# upsweep downsweep...lenker ??



## schrubber (20. Januar 2009)

hi

kann mir mal bitte jemand erklären was das ist bzw. wo da der unterschied ist und was das jetzt beim fahren ausmacht und so.

hab dazu hier und auch sonst nirgendwo was gescheites zu gefunden...


----------



## Caracal (20. Januar 2009)

Hoffe mal das ist so halbwegs korrekt: 

Up- bzw. Downsweep: der Bereich des Lenkers den man greift ist nach oben oder unten geneigt.

Bsp:

Ohne Sweep:






Upsweep:





Keine Ahnung ob sich das irgendwie auf's Fahren auswirkt, vielleicht bei Barspins, wenn's um's Fangen des Lenkers geht. Allerdings ist es wohl mindestens Geschmackssache, da die Handgelenke mancher Leute scheinbar mit der einen oder anderen Variante besser klar kommen.


----------



## MTB-News.de




----------



## Stirni (21. Januar 2009)

manche lenker ohne sweep,fühlen sich so an,als ob die nach unten gebogen wäre.dies ist sehr ekelig!
jeder hat eigentlich so seine eigene vorliebe...rise und ich mögen z.B. 4° oder 5° upsweep,während viele andere mit 1° durch die gegend düsen.


----------



## RISE (21. Januar 2009)

So ist es, wobei es positive Ausnahmen gibt. Der WTP Mad Max von nem Freund hat auch nur 1° oder 1,5°, aber fährt sich wunderbar.


----------



## Trailst4R (21. Januar 2009)

mit dem odyssey lumberjack(Rise: 8.25;Backsweep: 12°;Upsweep: 1°) hab ich immer handgelenkschmerzen bekommen... fahr seit längerem jetzt n fit skyhigh (Rise: 8.25; Backsweep: 11º;Upsweep: 1.5º) und komm mit dem ganz gut zurecht. ob dir mehr oder weniger upsweep gefällt kann dir jetzt übers internet auch keiner sagen, ich würd sagen das kannst du nur ausprobieren.


----------



## schrubber (21. Januar 2009)

hmm yo ausprobieren is schlecht hab hier keinen shop.. aber kann ja mal bei paar leuten probefahren...
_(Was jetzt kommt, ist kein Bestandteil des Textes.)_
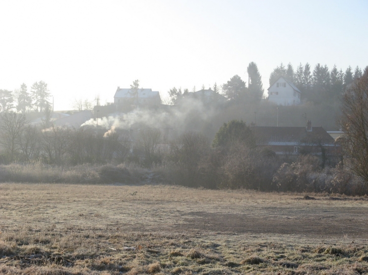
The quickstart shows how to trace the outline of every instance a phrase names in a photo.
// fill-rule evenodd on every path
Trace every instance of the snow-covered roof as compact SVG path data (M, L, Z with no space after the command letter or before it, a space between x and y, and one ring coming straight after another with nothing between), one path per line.
M114 98L132 98L135 97L135 91L131 89L120 89L118 88L115 93ZM137 89L138 93L138 98L151 98L155 97L160 97L160 94L158 91L152 90L152 89Z

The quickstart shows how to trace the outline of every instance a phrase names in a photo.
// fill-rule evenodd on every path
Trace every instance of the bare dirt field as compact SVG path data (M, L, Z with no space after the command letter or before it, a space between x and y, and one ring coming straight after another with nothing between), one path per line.
M368 272L368 198L303 196L0 184L0 273Z

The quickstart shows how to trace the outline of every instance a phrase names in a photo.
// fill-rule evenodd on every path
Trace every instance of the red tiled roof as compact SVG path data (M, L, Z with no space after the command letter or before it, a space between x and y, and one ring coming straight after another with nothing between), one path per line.
M259 145L335 145L334 139L322 127L313 127L311 132L305 127L255 126L251 129Z

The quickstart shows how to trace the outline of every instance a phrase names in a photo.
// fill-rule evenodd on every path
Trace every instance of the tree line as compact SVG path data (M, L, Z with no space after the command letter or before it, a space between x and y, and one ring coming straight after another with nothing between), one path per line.
M14 109L23 114L29 111L45 112L47 109L52 109L49 101L50 97L47 84L42 80L35 82L30 91L24 83L20 88L14 91L0 89L0 113Z
M361 77L368 71L368 66L362 71L357 66L353 70L349 66L344 71L336 64L330 69L327 65L317 64L313 70L309 63L301 63L294 70L291 63L285 66L283 63L275 68L270 75L271 86L280 76L294 84L301 91L302 100L315 103L333 101L342 95L345 87Z

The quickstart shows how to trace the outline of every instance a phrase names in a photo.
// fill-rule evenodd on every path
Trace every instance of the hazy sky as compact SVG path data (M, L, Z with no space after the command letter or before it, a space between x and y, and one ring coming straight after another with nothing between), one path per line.
M255 62L368 65L368 1L0 0L0 89L43 80L54 110L117 86L200 89ZM52 99L51 99L52 101Z

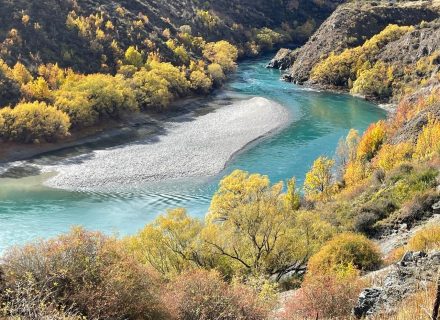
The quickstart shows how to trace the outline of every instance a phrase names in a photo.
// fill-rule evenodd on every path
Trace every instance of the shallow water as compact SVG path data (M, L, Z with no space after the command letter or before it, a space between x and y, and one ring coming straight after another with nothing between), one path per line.
M234 79L209 99L209 104L253 96L277 101L292 113L293 119L281 132L247 147L216 177L99 193L43 187L47 175L0 179L0 251L13 244L57 235L72 225L118 235L134 233L168 208L186 207L192 215L203 217L218 181L237 168L269 175L272 181L296 176L301 183L313 160L322 154L332 156L338 140L350 128L363 131L386 116L384 110L349 95L316 92L279 81L280 72L265 69L266 62L258 59L241 63ZM35 162L50 163L52 159L109 145L106 141L101 146L58 152Z

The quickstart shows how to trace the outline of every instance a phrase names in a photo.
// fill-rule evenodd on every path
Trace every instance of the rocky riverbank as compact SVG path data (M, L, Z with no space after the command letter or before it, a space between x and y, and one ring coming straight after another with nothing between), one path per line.
M289 118L284 107L267 99L241 101L189 121L174 120L158 135L45 167L58 173L46 184L96 190L215 175L234 154Z

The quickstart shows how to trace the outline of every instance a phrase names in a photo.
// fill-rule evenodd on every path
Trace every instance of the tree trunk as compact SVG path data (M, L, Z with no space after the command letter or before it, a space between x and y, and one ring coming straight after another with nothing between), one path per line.
M440 309L440 269L438 270L437 294L434 301L434 309L432 310L432 320L437 320Z

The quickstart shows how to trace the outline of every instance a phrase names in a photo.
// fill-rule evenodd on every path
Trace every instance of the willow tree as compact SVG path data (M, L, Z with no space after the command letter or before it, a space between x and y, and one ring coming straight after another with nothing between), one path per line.
M267 176L234 171L220 182L202 238L237 272L280 277L303 270L313 247L322 241L318 235L330 228L305 234L306 216L312 224L319 218L300 215L291 204L283 183L271 185Z

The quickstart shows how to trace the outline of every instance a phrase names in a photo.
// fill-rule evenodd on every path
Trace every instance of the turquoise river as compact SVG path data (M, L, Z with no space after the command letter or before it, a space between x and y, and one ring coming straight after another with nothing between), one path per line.
M350 128L364 131L386 117L384 110L361 99L282 82L280 72L266 69L266 63L264 58L240 63L233 79L206 103L221 105L228 99L253 96L277 101L292 114L292 122L281 132L245 148L216 177L156 183L126 192L54 190L41 185L45 178L41 175L2 178L0 252L14 244L58 235L73 225L120 236L131 234L174 207L185 207L202 218L219 180L232 170L262 173L272 181L295 176L301 183L313 160L319 155L333 156L338 140ZM36 161L50 162L51 157L61 156L66 151Z

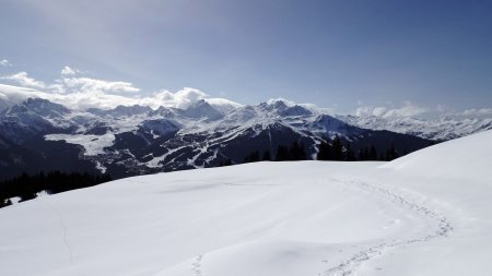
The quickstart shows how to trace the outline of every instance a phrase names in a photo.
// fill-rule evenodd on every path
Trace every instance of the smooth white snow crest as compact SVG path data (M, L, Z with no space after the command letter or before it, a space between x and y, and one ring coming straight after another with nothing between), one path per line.
M0 209L15 275L491 275L492 131L382 163L127 178Z

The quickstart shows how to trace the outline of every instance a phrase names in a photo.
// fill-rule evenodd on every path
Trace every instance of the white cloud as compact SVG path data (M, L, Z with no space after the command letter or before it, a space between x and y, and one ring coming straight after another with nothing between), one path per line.
M14 81L24 87L32 87L32 88L45 88L46 87L44 82L36 81L36 80L30 77L26 72L19 72L16 74L5 75L5 76L2 76L1 79Z
M471 108L462 111L462 115L467 117L492 116L492 108Z
M0 67L11 67L12 63L10 63L10 61L8 61L7 59L2 59L0 60Z
M75 75L77 73L80 73L80 71L77 69L72 69L69 67L65 67L63 69L61 69L61 75Z
M355 110L355 115L359 117L415 117L427 112L429 109L424 107L417 106L411 101L405 101L401 107L388 108L388 107L372 107L363 106Z
M137 93L140 88L127 82L108 82L90 77L65 77L62 84L75 92L84 93Z
M59 86L57 88L59 88ZM210 105L218 107L223 111L230 110L231 106L241 106L239 104L227 99L210 98L206 93L190 87L185 87L176 93L162 91L145 97L130 97L126 95L107 94L101 91L75 91L68 93L63 91L59 93L52 89L48 93L0 84L0 100L3 98L3 101L9 103L9 105L20 103L30 97L45 98L75 110L85 110L87 108L112 109L119 105L142 105L153 109L156 109L160 106L186 108L200 99L207 100Z

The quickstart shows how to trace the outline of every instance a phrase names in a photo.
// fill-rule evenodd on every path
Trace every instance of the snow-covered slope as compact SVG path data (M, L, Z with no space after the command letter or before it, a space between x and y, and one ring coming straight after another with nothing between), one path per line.
M491 140L483 132L389 164L257 163L43 196L0 209L0 267L12 276L491 275Z

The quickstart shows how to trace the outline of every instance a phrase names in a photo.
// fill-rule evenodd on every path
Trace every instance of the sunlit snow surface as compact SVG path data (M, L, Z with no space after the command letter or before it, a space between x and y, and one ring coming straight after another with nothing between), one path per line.
M2 275L492 275L492 132L389 164L257 163L0 209Z

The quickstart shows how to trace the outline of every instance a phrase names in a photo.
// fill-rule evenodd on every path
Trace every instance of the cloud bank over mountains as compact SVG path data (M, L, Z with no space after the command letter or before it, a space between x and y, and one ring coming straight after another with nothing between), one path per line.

...und backsweep ist dann warscheinlich die bigung nach hinten also zum fahrer oder??


----------



## Caracal (21. Januar 2009)

schrubber schrieb:


> hmm yo ausprobieren is schlecht hab hier keinen shop.. aber kann ja mal bei paar leuten probefahren...
> 
> ...und backsweep ist dann warscheinlich die bigung nach hinten also zum fahrer oder??



Richtig!


----------



## boncurry (21. Januar 2009)

seas ich hätte zu dem thema auch nochmal ne frage,... wenn man jetzt die größe angibt wie zum beispiel n lenker mit 8.25 wie misst man den denn dann ?.... oda wenns noch heist 28 oda sowas von welchen bis zum andren punkt wird da gemessen?


----------



## Caracal (21. Januar 2009)

boncurry schrieb:


> seas ich hätte zu dem thema auch nochmal ne frage,... wenn man jetzt die größe angibt wie zum beispiel n lenker mit 8.25 wie misst man den denn dann ?
> 
> [...]



Meine Vermutung (allerdings auch nur das): Wahrscheinlich senkrecht von einer gedachten horizontalen Linie mitte des Lenkerklemmbereiches bis zu einer gedachten horizontalen Linie mitte der "Griffrohre", wenn man so auf den Lenker blickt, wie bei dem pinken Suelo oben. Nur wie man letztere Linie dann bei einem Lenker mit Sweep legen müsste, ist mir nicht so ganz klar. Vielleicht dann zwischen zwei Punkten genau in der Mitte des Griffbereiches auf beiden Seiten (und dort dann eben nochmal in der Mitte des Rohres). Und dann das ganze noch in Zoll angeben.


----------



## boncurry (21. Januar 2009)

ahh okay,... danke ^^


----------



## nicusy (21. Januar 2009)

also ich fahr nen fit northwest und der hat weiß nicht wie viel upsweep denk mal so 3 bis 5 oder sowas
aber nen freund von mir hat den luberjack und immer wenn ich mit seinem radl fahr kommts mir so vor als ob er sich den lenker ordentlich verbogen hat
also das heißt für mich - der nächste lenker wird erneut mit viel upsweep gekauft, find ich viel angenehmer

wobei es oft so ist dass die hohen lenker also so 8.25 oder sogar 8.75 nicht viel upsweep haben weil sie dadurch ja nur noch höher werden

greez


----------



## MTB-News.de




----------